Before long, I was working the line, my santoku thundering along a cutting board while Charlie, sweat-drenched and smiling, yelled out orders with vigor. There was something about the pitch in the kitchen that made it possible to forget about everything else. During the height of the rush, I didn’t care that mum would be waiting for me back home. All I wanted was to create. And when she slapped me around, telling me I’d been out too late and accusing me of keeping cash from her, I pictured the world underneath my bed and my siblings in the walk-in cooler, and I took her shit on the chin.

I worked at Charlie’s restaurant for a little over a year before she paid her first and only visit. She showed up at the back steps while I was on break, sitting on an upside-down bucket and carving a carrot stick caribou. She looked like she’d been drinking for days, her cheeks a ruddy red, her hair half-matted to the side of her head. Her best coat, a light-brown belted trench, strapped tightly around her burgeoning belly.

“You can’t work here anymore,” she said.

I sat silently, working my knife.

She took a step closer and grabbed me by the tail, giving it a solid yank. “Get your ass home where you belong.”

My hands were shaking when she finally left, furious I didn’t obey her. I went inside and worked the rest of my shift with a throbbing cheek, lining my miniature companions along the edge of the range for courage. My mind whirred, but I didn’t cut myself—not once. I moved my knife with meaning.

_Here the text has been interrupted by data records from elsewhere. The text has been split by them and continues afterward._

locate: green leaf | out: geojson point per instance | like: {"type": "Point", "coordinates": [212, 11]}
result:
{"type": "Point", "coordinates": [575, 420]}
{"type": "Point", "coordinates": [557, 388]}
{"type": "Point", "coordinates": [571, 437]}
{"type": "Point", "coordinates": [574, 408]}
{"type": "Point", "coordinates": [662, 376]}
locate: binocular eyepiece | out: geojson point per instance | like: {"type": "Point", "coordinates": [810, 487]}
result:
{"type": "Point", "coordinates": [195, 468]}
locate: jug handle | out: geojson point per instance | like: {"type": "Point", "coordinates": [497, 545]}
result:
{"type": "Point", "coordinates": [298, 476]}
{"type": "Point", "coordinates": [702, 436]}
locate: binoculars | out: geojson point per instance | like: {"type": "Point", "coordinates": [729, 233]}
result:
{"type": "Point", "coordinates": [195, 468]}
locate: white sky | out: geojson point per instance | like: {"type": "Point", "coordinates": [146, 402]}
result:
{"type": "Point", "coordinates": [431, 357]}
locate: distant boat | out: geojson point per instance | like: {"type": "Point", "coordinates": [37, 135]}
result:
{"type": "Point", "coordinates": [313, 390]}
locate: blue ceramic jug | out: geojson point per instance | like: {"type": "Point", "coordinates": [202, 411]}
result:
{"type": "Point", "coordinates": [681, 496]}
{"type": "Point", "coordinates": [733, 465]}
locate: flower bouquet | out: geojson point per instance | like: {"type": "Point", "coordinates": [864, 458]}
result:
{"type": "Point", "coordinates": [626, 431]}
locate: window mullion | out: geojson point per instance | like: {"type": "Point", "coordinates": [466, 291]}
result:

Charlie’s chef whites smelled of onions and oil when he walked me toward the front door that night, my pickled radish jar gripped between my tired hands.

“You are welcome to stay,” he said. “There is a room upstairs. My wife can give you the key.”

I shook my head. “I can’t.” I didn’t want to stay where mum could find me anymore.

“Very well,” he said, then pulled a brand new chai dao knife from behind the counter and presented me with it. “Please know you are always welcome in my kitchen.”

The gesture meant the world to me. I held tightly to my possessions as I stepped into the biting wind, and walked toward home. When I reached the base of the oak that sprawled over our balcony, I stopped and pulled my Swiss Army knife from the pocket of my chef’s pants. Drawing open its blade, I carved my initials into the tree bark, then pressed on, running my fingers over the pieces of the map I’d left myself along the way.